Black
Joe Lewis e combriccola al seguito hanno imparato a suonare. Potremmo sintetizzare
con questa battuta il nuovo corso di Backlash, un disco che non
rinnega nulla della sporcizia garage soul grazie alla quale il talento della black
music di Austin si era fatto notare agli esordi, ma la declina con più precisione
e malizia, cercando spesso il riff accattivante, l'arrangiamento più rotondo ed
efficace, oltre a una palese attitudine rock che contamina ogni singolo episodio
del del disco. Il confronto immediato è con il passaggio più rozzo ed eccitante
della sua discografia, quattro dischi e un ep a partire dalla rivelazione Tell
'Em What Your Name Is! nel 2009, quell'Electric
Slave che abbondava di fuzz, bassi poderosi e r&b ripassato nella carica
punk e nei juke joint più sudaticci del Mississippi.
Ripresa la sigla
Honeybears (ma non in copertina), band di supporto che Black Joe Lewis non ha
mai davvero abbandonato, Backlash è esattamente un "contraccolpo" che vive del
botta e risposta tra le chitarre dello stesso leader e di Michael Brinley e la
sezione fiati guidata da Derek Phelps (tromba) e Joseph Woullard (sax baritono),
lì dove James Brown incontra gli Stooges e gli Stones improvvisano una jam con
Sly Stone, fino a lasciare le briglie sciolte nella coda finale di Maroon,
sei minuti con strascico di riverberi e psichedelia in salsa soul. Una breve sintesi,
crediamo la più efficace possibile, per distinguere i punti cardinali che guidano
il percorso di Black Joe Lewis in Flash Eyed,
grasso rhytm'n'blues da cantina che pare annunciare la galoppata degli Honeybears,
prima di risolversi nell'insistente chitarra funky e fra lo scoppiettio di fiati
di Sexual tension.
Qualche sostegno ai cori, che si fanno bollenti
e sudisti, strumenti disegnati con linee più precise, persino uno svolazzo di
archi in Lips of a Loser, ma alla radice la vocalità sgraziata del protagonosta,
che resta un tratto irrinunciabile: Black Joe Lewis avrà evidenti limiti di estensione,
ma il suo shouting strozzato è comunque una caratteristica che gli evita la condanna
di finire tra i troppi estetti del nuovo soul di queste stagioni. Backlash rimane
un lavoro abbastanza irriverente e spaccone nei suoi incalzanti ritmi funky rock
(Freakin' Out, un titolo che è un presagio)
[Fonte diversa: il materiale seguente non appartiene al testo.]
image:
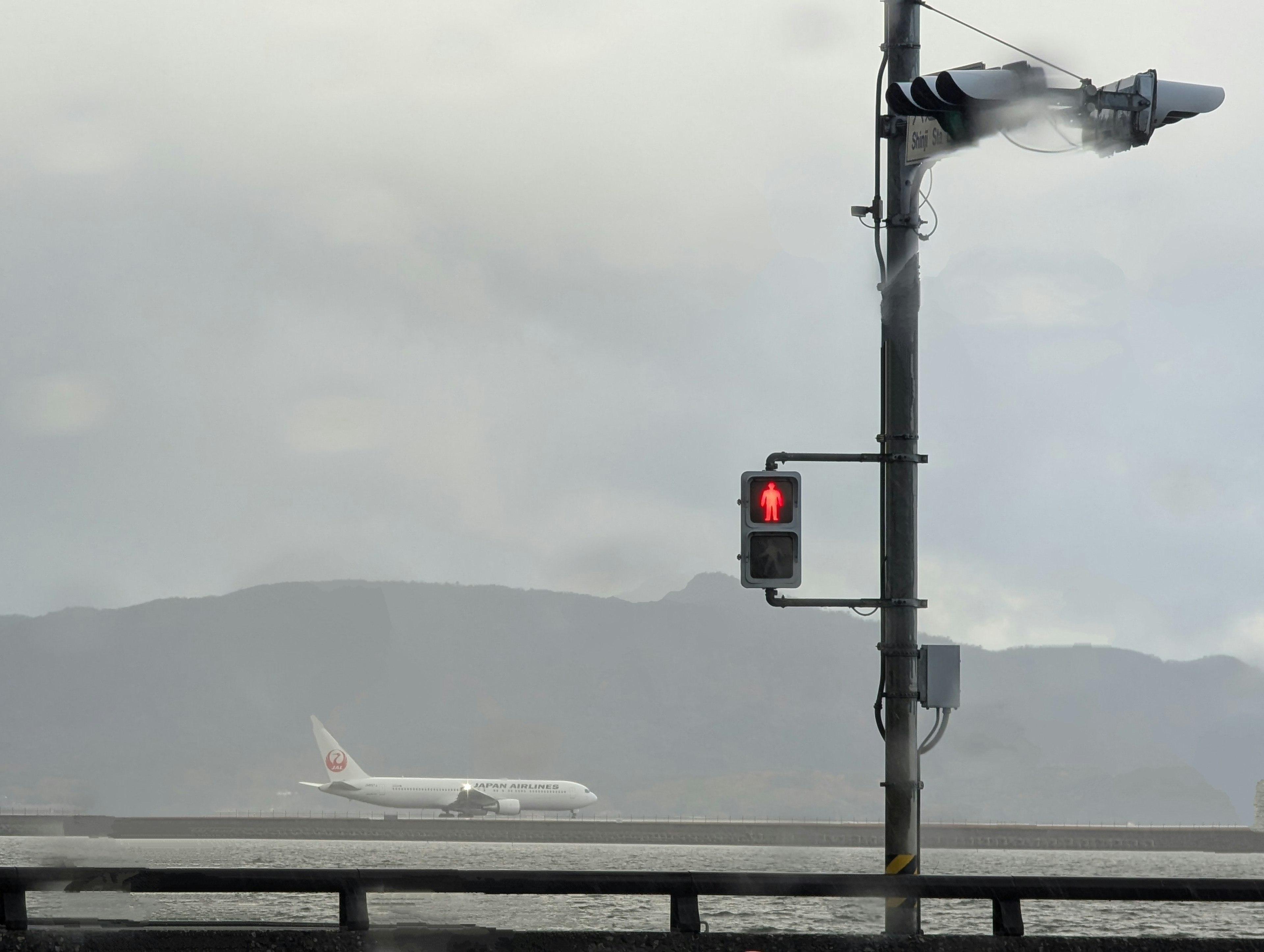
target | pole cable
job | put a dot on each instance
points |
(1024, 52)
e messinscene garage (il pugno ben assestato di Shadow
People, la frustata rock'n'roll di Prison) da non mollare così
facilmente la presa. A questo giro andrebbe inoltre aggiunto quel briciolo di
coscienza sociale, "black power" e orgoglio civile che in episodi come
PTP, Global, Nature's Natural,
quest'ultima con impronta da classica ballata southern soul, mostra un autore
con il desiderio di unire energia elettrica e pensiero politico sul mondo.